In each case, however, God has given Abraham and Peter a foundation for having faith….Abram had been led by God ever since he left Ur of the Chaldeans. Even there, God tested Abram, saying to him, “Go from your father’s house to the land that I will show you.” Notice that God didn’t tell him where, exactly, he was to go.
Likewise, Peter had witnessed Jesus’ miraculous healings, Jesus’ walking on water, His feeding of the 5,000 and then the 4,000. Surely, whatever wonder Peter and the other disciples had about Jesus’ nature, they surely had no doubt that God was working through Him.

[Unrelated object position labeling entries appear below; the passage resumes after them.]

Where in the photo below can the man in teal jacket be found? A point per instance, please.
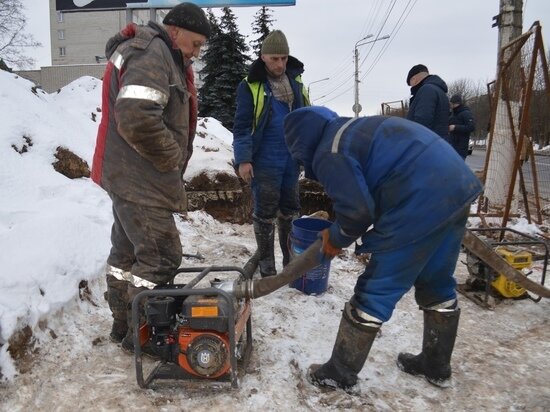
(272, 89)
(406, 193)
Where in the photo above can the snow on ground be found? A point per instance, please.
(54, 232)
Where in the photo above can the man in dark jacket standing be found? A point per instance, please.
(429, 104)
(415, 191)
(143, 145)
(272, 89)
(461, 124)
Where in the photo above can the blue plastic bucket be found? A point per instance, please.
(305, 231)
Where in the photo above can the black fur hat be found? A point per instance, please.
(188, 16)
(419, 68)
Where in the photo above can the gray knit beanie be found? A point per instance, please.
(275, 43)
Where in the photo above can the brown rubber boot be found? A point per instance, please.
(284, 227)
(117, 297)
(265, 237)
(349, 354)
(434, 362)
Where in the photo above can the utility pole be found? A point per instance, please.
(499, 168)
(356, 105)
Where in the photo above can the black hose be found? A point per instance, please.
(297, 267)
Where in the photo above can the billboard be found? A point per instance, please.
(94, 5)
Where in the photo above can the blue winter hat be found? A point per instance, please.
(303, 131)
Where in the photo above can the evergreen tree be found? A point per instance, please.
(225, 66)
(212, 58)
(263, 21)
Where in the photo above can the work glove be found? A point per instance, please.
(328, 250)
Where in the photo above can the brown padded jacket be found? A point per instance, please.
(143, 141)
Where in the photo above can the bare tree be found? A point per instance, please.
(14, 42)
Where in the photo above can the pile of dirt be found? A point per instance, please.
(69, 164)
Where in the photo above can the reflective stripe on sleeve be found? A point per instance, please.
(144, 93)
(117, 60)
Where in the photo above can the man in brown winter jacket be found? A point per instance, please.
(143, 145)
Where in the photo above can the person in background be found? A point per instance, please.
(272, 89)
(429, 104)
(143, 145)
(461, 124)
(411, 187)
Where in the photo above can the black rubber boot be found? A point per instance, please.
(117, 297)
(434, 362)
(265, 237)
(284, 227)
(349, 354)
(127, 343)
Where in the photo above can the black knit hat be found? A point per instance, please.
(188, 16)
(456, 98)
(419, 68)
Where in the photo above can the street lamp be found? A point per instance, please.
(356, 106)
(316, 81)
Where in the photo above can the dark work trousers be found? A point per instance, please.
(427, 264)
(145, 241)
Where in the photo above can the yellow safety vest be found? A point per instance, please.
(258, 97)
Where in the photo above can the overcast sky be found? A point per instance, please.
(453, 38)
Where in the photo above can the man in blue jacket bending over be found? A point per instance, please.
(272, 89)
(406, 193)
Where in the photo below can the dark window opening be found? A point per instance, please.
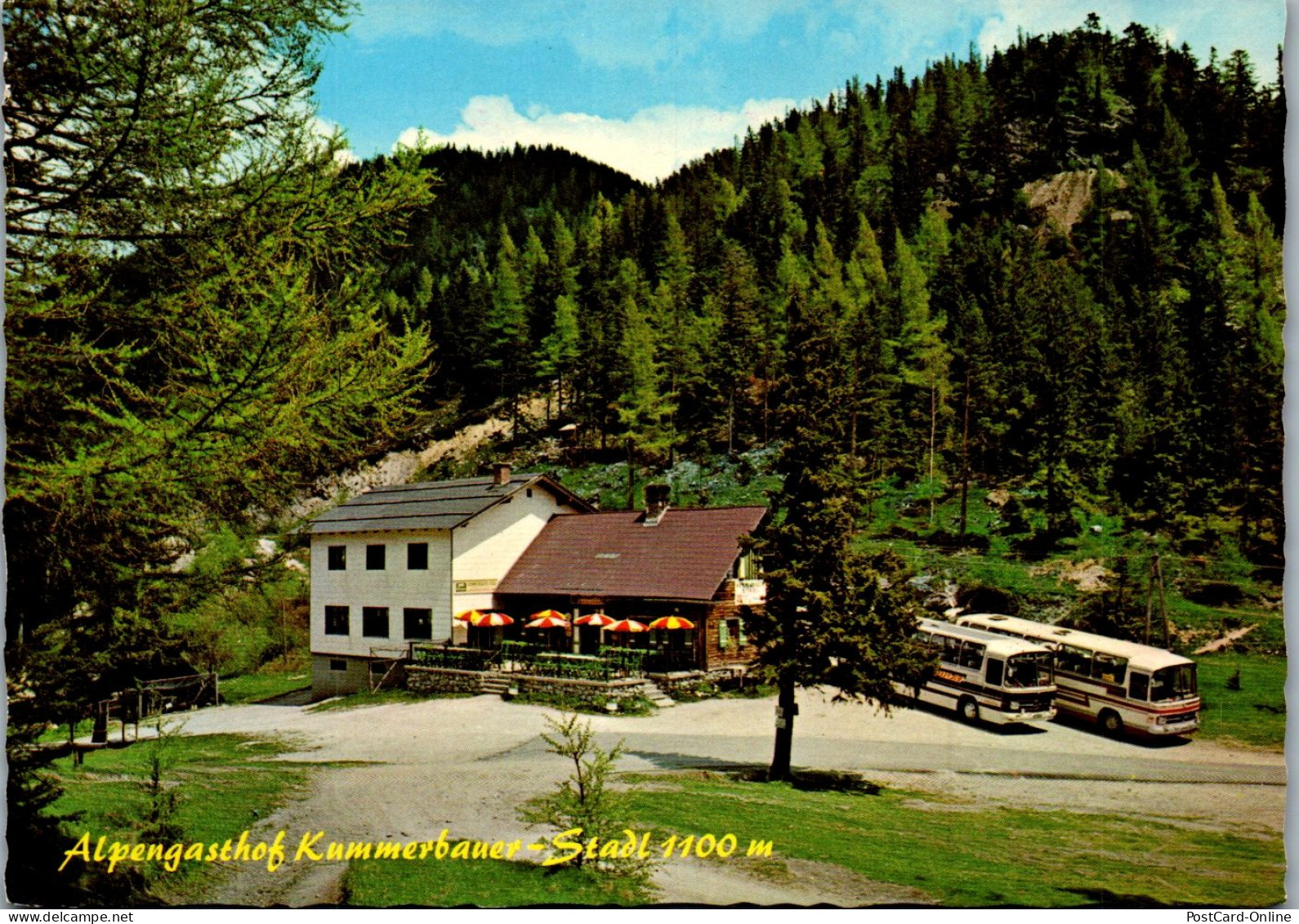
(374, 622)
(336, 622)
(418, 623)
(1138, 686)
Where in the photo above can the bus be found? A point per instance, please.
(1121, 685)
(988, 676)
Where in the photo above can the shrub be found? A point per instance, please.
(583, 806)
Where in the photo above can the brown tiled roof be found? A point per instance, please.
(685, 556)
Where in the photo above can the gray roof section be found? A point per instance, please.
(435, 504)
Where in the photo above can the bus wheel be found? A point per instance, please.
(1111, 721)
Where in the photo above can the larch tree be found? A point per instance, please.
(193, 314)
(832, 616)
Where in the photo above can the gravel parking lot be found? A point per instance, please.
(464, 765)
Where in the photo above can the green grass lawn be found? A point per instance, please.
(264, 685)
(962, 854)
(491, 884)
(1255, 714)
(224, 783)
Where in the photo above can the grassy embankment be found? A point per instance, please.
(962, 854)
(266, 684)
(224, 783)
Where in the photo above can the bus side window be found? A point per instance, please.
(1140, 686)
(1109, 670)
(1074, 660)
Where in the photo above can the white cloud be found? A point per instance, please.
(332, 134)
(643, 34)
(649, 145)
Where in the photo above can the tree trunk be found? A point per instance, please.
(730, 426)
(783, 732)
(933, 435)
(632, 480)
(966, 455)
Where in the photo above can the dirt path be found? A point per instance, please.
(1219, 644)
(413, 771)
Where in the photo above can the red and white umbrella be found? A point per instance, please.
(548, 623)
(627, 625)
(489, 620)
(594, 618)
(672, 623)
(550, 614)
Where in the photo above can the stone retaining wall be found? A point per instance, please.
(443, 680)
(592, 693)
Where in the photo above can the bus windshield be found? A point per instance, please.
(1030, 670)
(1175, 682)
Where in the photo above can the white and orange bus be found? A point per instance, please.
(986, 676)
(1121, 685)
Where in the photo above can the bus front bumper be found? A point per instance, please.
(1015, 717)
(1182, 724)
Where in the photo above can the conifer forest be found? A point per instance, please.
(1051, 273)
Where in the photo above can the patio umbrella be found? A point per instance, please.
(489, 620)
(548, 623)
(594, 618)
(672, 623)
(548, 614)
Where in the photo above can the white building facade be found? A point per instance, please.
(392, 565)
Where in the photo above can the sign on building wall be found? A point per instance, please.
(750, 591)
(477, 587)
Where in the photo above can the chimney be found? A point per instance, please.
(656, 502)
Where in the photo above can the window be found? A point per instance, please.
(374, 622)
(1074, 660)
(336, 622)
(418, 623)
(1109, 670)
(972, 655)
(1138, 686)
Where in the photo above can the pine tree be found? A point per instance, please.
(924, 358)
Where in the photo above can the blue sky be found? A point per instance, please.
(647, 86)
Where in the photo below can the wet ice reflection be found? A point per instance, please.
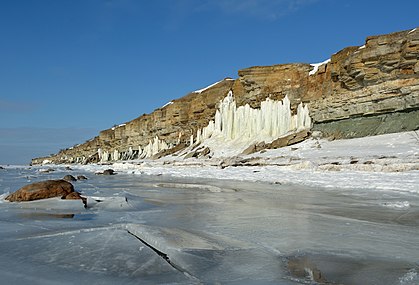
(144, 229)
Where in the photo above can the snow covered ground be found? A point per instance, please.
(319, 212)
(385, 162)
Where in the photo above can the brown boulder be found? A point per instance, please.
(69, 178)
(44, 190)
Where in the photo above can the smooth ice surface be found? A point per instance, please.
(148, 229)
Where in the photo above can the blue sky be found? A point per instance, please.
(69, 69)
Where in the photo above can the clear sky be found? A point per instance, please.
(69, 69)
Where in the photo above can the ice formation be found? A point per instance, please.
(274, 119)
(242, 124)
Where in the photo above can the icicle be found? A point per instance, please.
(272, 120)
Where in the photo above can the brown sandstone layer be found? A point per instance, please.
(362, 90)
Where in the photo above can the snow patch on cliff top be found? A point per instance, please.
(209, 86)
(317, 65)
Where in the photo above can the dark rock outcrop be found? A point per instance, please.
(375, 86)
(44, 190)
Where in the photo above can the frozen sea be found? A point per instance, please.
(159, 229)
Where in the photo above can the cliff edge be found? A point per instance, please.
(360, 91)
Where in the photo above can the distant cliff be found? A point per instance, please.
(360, 91)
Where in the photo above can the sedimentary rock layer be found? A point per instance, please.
(375, 86)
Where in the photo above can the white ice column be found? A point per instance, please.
(271, 121)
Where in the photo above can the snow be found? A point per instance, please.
(380, 163)
(209, 86)
(167, 104)
(316, 66)
(349, 206)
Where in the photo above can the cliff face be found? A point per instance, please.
(365, 90)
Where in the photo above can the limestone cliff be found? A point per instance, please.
(359, 91)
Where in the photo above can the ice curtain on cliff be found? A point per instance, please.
(233, 126)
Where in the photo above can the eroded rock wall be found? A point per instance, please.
(361, 90)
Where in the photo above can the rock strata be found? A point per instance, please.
(360, 91)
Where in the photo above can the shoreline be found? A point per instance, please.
(384, 163)
(387, 162)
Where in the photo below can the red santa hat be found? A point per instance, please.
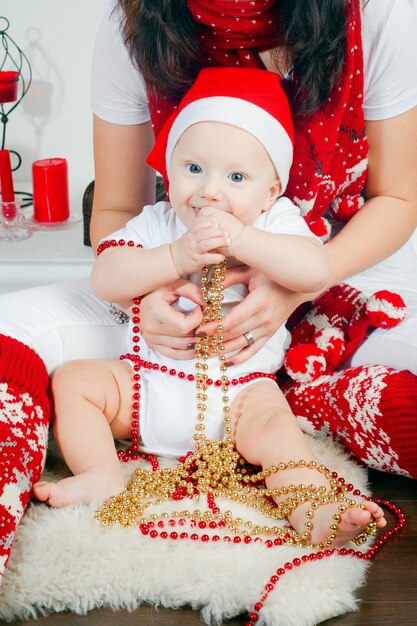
(249, 98)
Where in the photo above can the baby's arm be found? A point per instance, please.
(122, 273)
(298, 263)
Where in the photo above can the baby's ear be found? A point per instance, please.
(273, 194)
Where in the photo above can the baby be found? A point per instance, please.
(226, 153)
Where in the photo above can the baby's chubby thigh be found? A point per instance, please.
(258, 414)
(88, 389)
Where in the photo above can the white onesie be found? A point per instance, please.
(168, 404)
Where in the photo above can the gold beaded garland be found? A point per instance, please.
(217, 469)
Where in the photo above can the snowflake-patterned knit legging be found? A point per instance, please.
(371, 410)
(24, 418)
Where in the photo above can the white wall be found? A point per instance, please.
(54, 118)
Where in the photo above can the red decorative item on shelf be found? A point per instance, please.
(8, 86)
(6, 178)
(50, 190)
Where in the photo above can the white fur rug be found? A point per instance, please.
(63, 559)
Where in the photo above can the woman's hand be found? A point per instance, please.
(266, 307)
(166, 330)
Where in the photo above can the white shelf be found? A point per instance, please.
(47, 256)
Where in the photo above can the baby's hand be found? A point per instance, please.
(228, 223)
(199, 246)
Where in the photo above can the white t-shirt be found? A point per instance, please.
(389, 34)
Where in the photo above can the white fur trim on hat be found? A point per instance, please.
(243, 114)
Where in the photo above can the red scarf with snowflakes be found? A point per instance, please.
(330, 151)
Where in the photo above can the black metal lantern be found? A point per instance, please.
(15, 80)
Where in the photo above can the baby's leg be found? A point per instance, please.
(91, 403)
(266, 433)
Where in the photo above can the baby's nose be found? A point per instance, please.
(211, 190)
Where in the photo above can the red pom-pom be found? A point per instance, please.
(321, 228)
(305, 362)
(385, 309)
(345, 206)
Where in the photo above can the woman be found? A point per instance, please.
(373, 98)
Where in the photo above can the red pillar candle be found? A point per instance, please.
(50, 190)
(6, 178)
(8, 86)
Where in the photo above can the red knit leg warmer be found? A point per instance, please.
(371, 410)
(24, 418)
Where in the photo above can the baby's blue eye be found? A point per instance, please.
(194, 168)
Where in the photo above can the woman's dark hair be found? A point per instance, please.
(163, 41)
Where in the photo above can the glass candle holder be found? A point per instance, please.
(12, 222)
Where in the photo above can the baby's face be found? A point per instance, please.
(221, 166)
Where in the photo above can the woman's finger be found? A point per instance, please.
(174, 354)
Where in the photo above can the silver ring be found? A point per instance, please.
(249, 338)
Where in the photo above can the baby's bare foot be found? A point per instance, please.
(93, 486)
(353, 521)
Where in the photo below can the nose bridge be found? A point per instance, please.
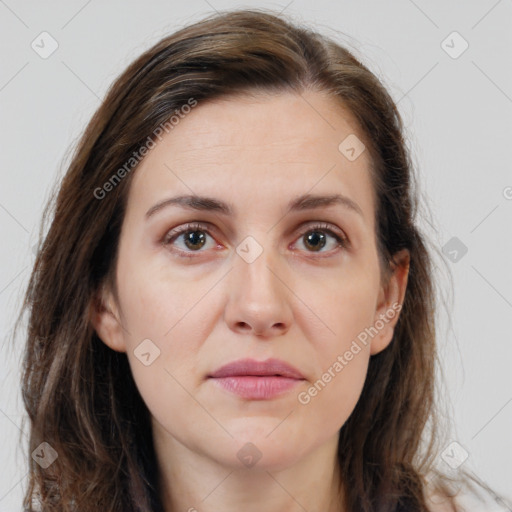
(257, 291)
(257, 267)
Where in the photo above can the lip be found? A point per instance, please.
(257, 380)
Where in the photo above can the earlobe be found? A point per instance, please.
(391, 298)
(105, 320)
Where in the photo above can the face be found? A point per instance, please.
(262, 281)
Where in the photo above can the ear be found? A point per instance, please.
(104, 316)
(389, 305)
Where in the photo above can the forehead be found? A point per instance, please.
(255, 149)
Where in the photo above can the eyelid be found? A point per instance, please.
(303, 228)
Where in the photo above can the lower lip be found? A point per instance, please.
(257, 388)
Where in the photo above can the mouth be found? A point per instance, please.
(255, 380)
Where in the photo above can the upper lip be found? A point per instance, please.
(257, 368)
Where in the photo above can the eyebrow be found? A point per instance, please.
(300, 203)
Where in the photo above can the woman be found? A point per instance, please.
(233, 307)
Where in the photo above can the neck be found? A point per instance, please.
(193, 482)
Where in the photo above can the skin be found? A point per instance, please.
(256, 153)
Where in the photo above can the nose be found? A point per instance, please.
(259, 298)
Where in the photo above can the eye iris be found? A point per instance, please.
(315, 236)
(191, 239)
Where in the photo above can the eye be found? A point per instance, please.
(317, 236)
(194, 237)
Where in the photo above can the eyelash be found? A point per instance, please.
(172, 235)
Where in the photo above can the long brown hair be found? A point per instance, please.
(79, 394)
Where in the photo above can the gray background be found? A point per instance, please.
(457, 112)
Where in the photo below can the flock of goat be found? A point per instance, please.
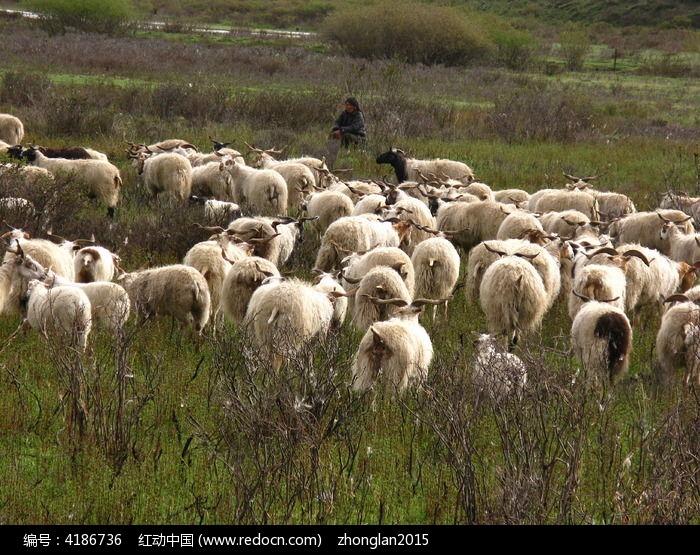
(386, 251)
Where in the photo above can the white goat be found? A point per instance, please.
(395, 354)
(63, 311)
(176, 290)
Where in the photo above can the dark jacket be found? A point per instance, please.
(351, 122)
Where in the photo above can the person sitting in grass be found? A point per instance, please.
(350, 125)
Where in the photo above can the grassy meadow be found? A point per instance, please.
(160, 426)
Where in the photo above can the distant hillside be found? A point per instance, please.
(308, 14)
(684, 13)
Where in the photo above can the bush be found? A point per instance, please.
(575, 46)
(407, 31)
(532, 113)
(24, 89)
(514, 49)
(59, 16)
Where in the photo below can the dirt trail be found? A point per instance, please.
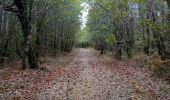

Each man had a basis for facing the future, uncertain though it was.
Our journey of faith is similar to the experience of Abraham and Peter….we are given by God some basis for knowing God’s power and God’s presence in our lives. We need only to look over our shoulders at our life’s trajectory to this point to see some evidence of God’s moving, acting and presence.
After all, the biblical accounts serve the purpose of recording for us the journeys of faith of heroes like Abraham and Peter, who, though they doubted at times, though they didn’t trust God’s promises at times, were – in the end – able to face the future and to emerge from that future in God’s stead.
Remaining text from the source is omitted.